The United States has already given tons of aid to Puerto Rico but Obama is coming back for more and he wants American taxpayers to foot the bill.
The Daily Signal reported:
Back Again: This Time Obama Administration Wants a Taxpayer Bailout for Puerto Rico
Less than two months after Congress passed a package aimed to provide financial relief for Puerto Rico, the Obama administration is already at it again—this time seeking an outright taxpayer bailout for the U.S. territory through additional Medicaid funds and access to the earned income tax credit.

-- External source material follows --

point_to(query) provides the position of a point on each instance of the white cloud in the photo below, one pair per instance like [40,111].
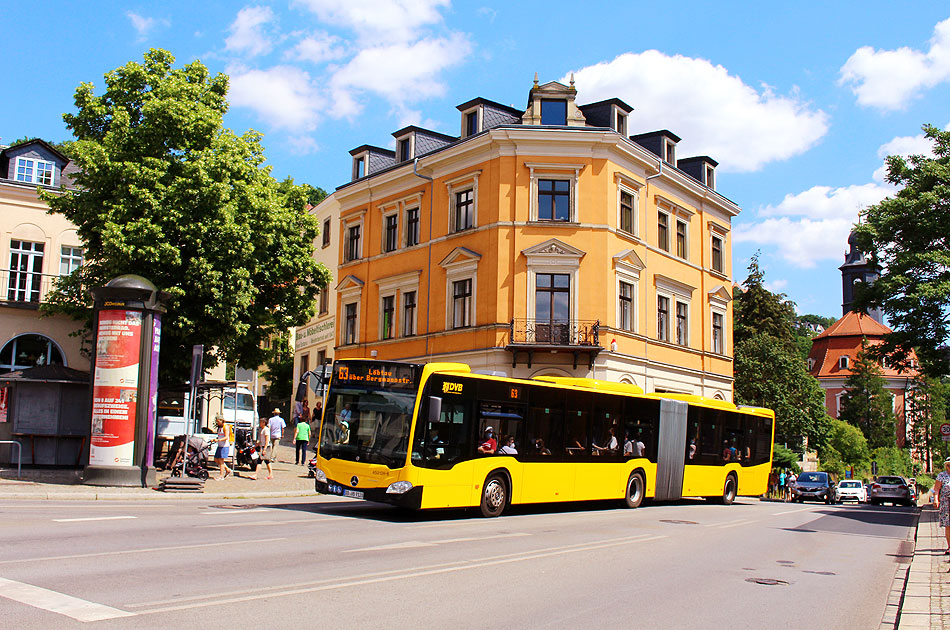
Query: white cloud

Why does Puerto Rico need help? After decades of failed economic policies and rising debt, Puerto Rico began defaulting on some of its debt payments in 2015. Faced with substantial government spending (including massive pension costs), a declining economy, and rising interest rates, Puerto Rico was on track to default on multiple other debt payments.
Under Congress’ attempted relief, most debtors still won’t receive full payment. After all, it wouldn’t be relief for Puerto Rico if it actually had to pay all its bills. Instead, the island will have access to bankruptcy-like proceedings that will allow it to write off a large portion of its debt.
This is precisely what the administration wanted. The island now has access to so-called “Super Chapter 9” bankruptcy that will allow Puerto Rico to write down not only its municipal debts (in the same way that states can choose to do), but also its constitutionally protected territorial debt.
In addition, Puerto Rico has been afforded an unprecedented stay on litigation that will allow the island’s government to operate free of legal challenges for months.
But apparently allowing the island to renege on its constitutional obligations and stripping creditors of their right to access the courts wasn’t enough. Now the administration is back at it again, seeking an outright taxpayer bailout for the island.
A bailout for Puerto Rico would set a dangerous precedent.
Next thing you know, states are going to start lining up for bailouts.